Although you have the right to obtain COBRA coverage when you change jobs, you are not entitled to take your old policy’s benefits with you. COBRA protects you from the exclusion periods and application processing time in between insurance, but other than that you cannot copy and paste old policies on new ones.

The new plan may have different benefits even if it is called the same plan or supposedly covering the same needs. You may also not be able to use the same doctors you could before, as networks vary and insurance coverage is different from doctor to doctor. Most healthcare providers accept certain health insurance and not others, so be aware of this if you like one doctor especially and want to stay with that physician.

There is a rule that says health insurance cannot be determined by health status of any employees or group members, not by the insurance provider or by the insurance issuer. However, employers are not required to provide health benefits. So if you lose your job and are looking for another, you will probably want to inquire about the benefits before accepting the new job. There are no federal regulations that enforce group health coverage.

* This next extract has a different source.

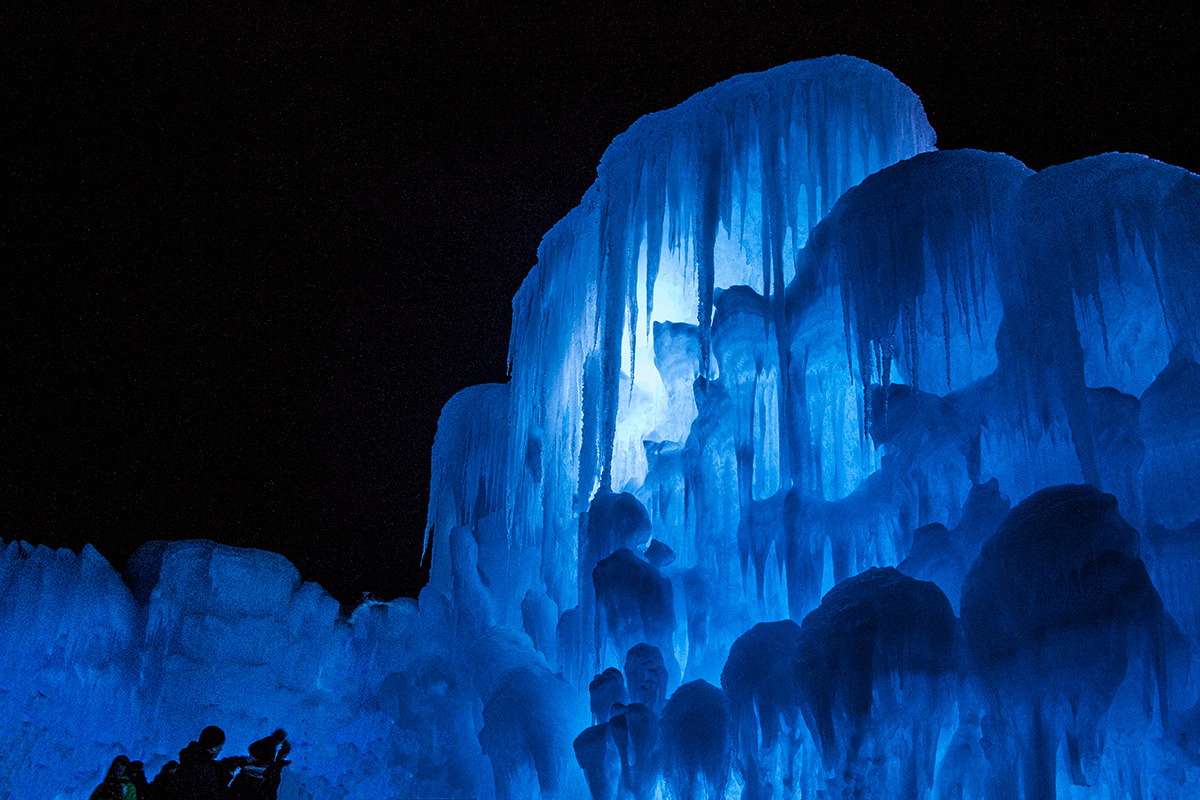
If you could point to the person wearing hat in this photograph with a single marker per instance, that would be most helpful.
(259, 780)
(117, 785)
(201, 776)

For the same reason that many people use COBRA and continuation rights when changing jobs, there are insurance providers that will initiate waiting periods on new employees or group members. This means that even if you have accepted and started a new job and have applied for the group health coverage, it may not start covering you that day or that week. There are no limits on insurance providers in regards to waiting periods. This usually only applied to group coverage and HMO’s.

Although there cannot be denial of coverage on group plans with members who have pre-existing conditions, there can be changes in coverage and even an exclusion period for coverage of treatment that was not offered in your old group plan. If your old plan did not cover prescriptions for your illness, your new one may cover those prescriptions but may make you wait for up to one year to receive these benefits. This also goes with other treatment your old plan did not cover that your new plan does.

If you have a break in coverage for more than 63 days, you may have an exclusion period applied to your coverage even if you eventually find a new group plan. Remember that COBRA is limited time coverage.

Keep in mind that there are always exceptions to the rules. If you are a member of the Washoe County School District or the Cities of Sparks and Reno, not all of the group plan protections will cover you.